线程池 ThreadPoolExecutor

从Python3.2开始，标准库为我们提供了 concurrent.futures 模块，它提供了 ThreadPoolExecutor (线程池)和 ProcessPoolExecutor (进程池)两个类。

相比 threading 等模块，该模块通过 submit 返回的是一个 future 对象，它是一个未来可期的对象，通过它可以获取某一个线程执行的状态或者某一个任务执行的状态及返回值：

主线程可以获取某一个线程（或者任务的）的状态，以及返回值。
当一个线程完成的时候，主线程能够立即知道。

基础语法

import time
from concurrent.futures import ThreadPoolExecutor, wait, ALL_COMPLETED, FIRST_COMPLETED, as_completed


def action(second):
    print(second)
    time.sleep(second)
    return second


lists = [4, 5, 2, 3]

# 创建一个最大容纳数量为2的线程池
pool = ThreadPoolExecutor(max_workers=2)

# 通过submit提交执行的函数到线程池中
all_task = [pool.submit(action, i) for i in lists]

# 通过result来获取返回值
result = [i.result() for i in all_task]
print(f"result:{result}")

print("----complete-----")
# 线程池关闭
pool.shutdown()

4
5
2
3
result:[4, 5, 2, 3]
----complete-----

使用上下文管理器

可以通过 with 关键字来管理线程池，当线程池任务完成之后自动关闭线程池。

import time
from concurrent.futures import ThreadPoolExecutor, wait, ALL_COMPLETED, FIRST_COMPLETED, as_completed


def action(second):
    print(second)
    time.sleep(second)
    return second


lists = [4, 5, 2, 3]
all_task = []
with ThreadPoolExecutor(max_workers=2) as pool:
    for second in lists:
        all_task.append(pool.submit(action, second))
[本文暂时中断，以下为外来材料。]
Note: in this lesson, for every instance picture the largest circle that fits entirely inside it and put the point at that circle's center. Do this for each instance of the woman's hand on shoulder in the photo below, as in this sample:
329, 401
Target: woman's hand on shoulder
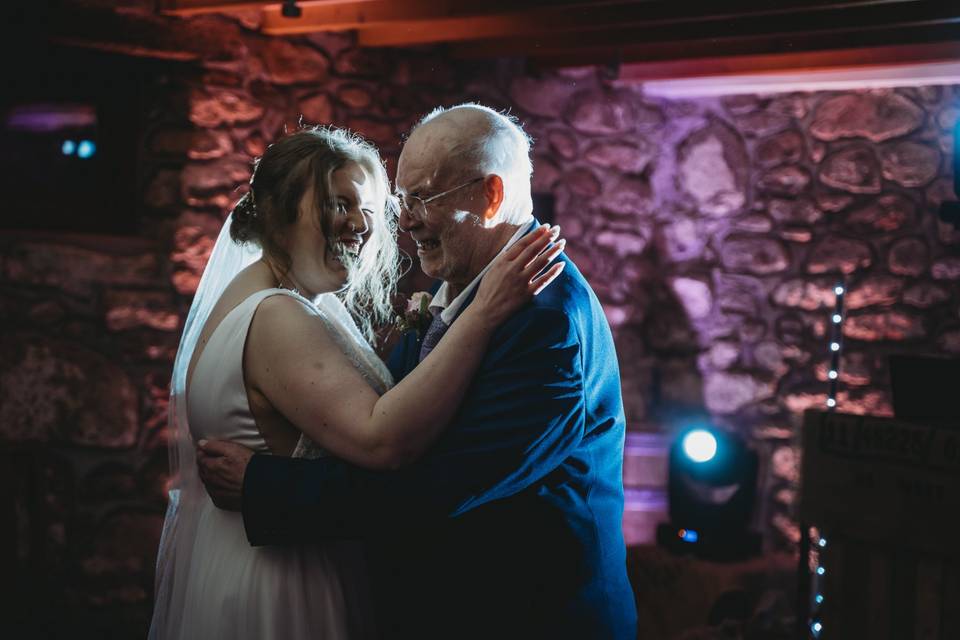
519, 273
    result = [i.result() for i in all_task]
    print(f"result:{result}")

4
5
2
3
result:[4, 5, 2, 3]

等待所有主线程完成

在需要返回值的场景下，主线程需要等到所有子线程返回再进行下一步，阻塞在当前。比如下载图片统一保存，这时就需要在主线程中一直等待，使用wait方法完成。

wait(fs, timeout=None, return_when=ALL_COMPLETED)

wait 接受三个参数：

fs: 表示需要执行的序列
timeout: 等待的最大时间，如果超过这个时间即使线程未执行完成也将返回
return_when：表示wait返回结果的条件，默认为 ALL_COMPLETED 全部执行完成再返回，可选 FIRST_COMPLETED

import time
from concurrent.futures import ThreadPoolExecutor, wait, ALL_COMPLETED, FIRST_COMPLETED, as_completed

lists = [4, 5, 2, 3]
all_task = []
with ThreadPoolExecutor(max_workers=2) as pool:
    for second in lists:
        all_task.append(pool.submit(action, second))

    # 主线程等待所有子线程完成
    wait(all_task, return_when=ALL_COMPLETED)
    print("----complete-----")

4
5
2
3
----complete-----

等待第一个主线程完成

wait 方法可以设置等待第一个子线程返回就继续执行，表现为主线程在第一个线程返回后便不会阻塞，继续执行下面的操作。

import time
from concurrent.futures import ThreadPoolExecutor, wait, ALL_COMPLETED, FIRST_COMPLETED, as_completed


def action(second):
    print(second)
    time.sleep(second)
    return second


lists = [4, 5, 2, 3]
all_task = []
with ThreadPoolExecutor(max_workers=2) as pool:
    for second in lists:
        all_task.append(pool.submit(action, second))

    # 主线程等待第一个子线程完成
    wait(all_task, return_when=FIRST_COMPLETED)
    print("----complete-----")

4
5
2
----complete-----
3

因为result方法是阻塞的，所以流程会在result这里阻塞直到所有子线程返回，相当于 ALL_COMPLETED 方法。

import time
from concurrent.futures import ThreadPoolExecutor, wait, ALL_COMPLETED, FIRST_COMPLETED, as_completed


def action(second):
    print(second)
    time.sleep(second)
    return second


lists = [4, 5, 2, 3]
all_task = []
with ThreadPoolExecutor(max_workers=2) as pool:
    for second in lists:
        all_task.append(pool.submit(action, second))

    # 主线程等待第一个子线程完成
    wait(all_task, return_when=FIRST_COMPLETED)
    print("----first complete-----")

    result = [i.result() for i in all_task]
    print(f"result:{result}")
    print("----complete-----")

4
5
2
----first complete-----
3
result:[4, 5, 2, 3]
----complete-----

返回及时处理

如果不需要等待所有线程全部返回，而是每返回一个子线程就能够处理，那么就可以使用as_completed获取每一个线程的返回结果。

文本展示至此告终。